Though [Michael W.] Smith admits that he and Rich Mullins "weren't that close," he spent his share of time with the misfit songwriter and was deeply affected by Mullins' life - and his death. That's clearly reflected by Smith's instrumental homage to Mullins ("Song for Rich") on Live the Life and his cover of "I See You" on the Exodus Project.

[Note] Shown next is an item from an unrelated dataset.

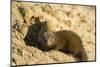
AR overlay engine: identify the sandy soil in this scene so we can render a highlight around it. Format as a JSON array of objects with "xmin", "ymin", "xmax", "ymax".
[{"xmin": 12, "ymin": 2, "xmax": 96, "ymax": 65}]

"When I heard the news, I was in Charlotte, N.C., getting ready to walk on before 15,000 people. And Randy Stonehill came back - Randy was my hero growing up and then we got to be friends - and he said, 'Man, I need to tell you something. I hate to be the bearer of bad news, but Rich has moved on. He's left us.' I didn't understand. So he told me what happened, and I was just shocked, just sitting there in disbelief. I didn't cry. I was perplexed. [I'm thinking], 'I gotta go on in 15 minutes!' I opened up the show with 'Step by Step.' I didn't tell the audience - I didn't think I could do it. I got through the show, but when I was walking offstage, I started to lose it. And when I got backstage, I was just a wreck. I went on for an hour, uncontrollably weeping. 'Okay God... You're in control.'
"I just really, really miss him," Smith says quietly, his eyes again welling up with tears. "I find myself, now that he's gone... it still gets really hard. I sing his songs in concert, and I lose it... I just lose it. I don't know what it is, but [he] really affected me, made me reevalutate things. The guy was restless. And that's hopefully what I'm getting at. I actually thought about it today for the first time. There's so much I love about being here, and I love my family. I'd lay down my life for my kids, and I'd give up my career today if my family was suffering. But then I found myself - probably for the first time - saying, 'I'm restless. I don't belong here.' I just think [Rich] left an enormous legacy of who he was and what he stood for. If in some way I can carry on just a piece of that legacy, I think I [will have] accomplished a lot."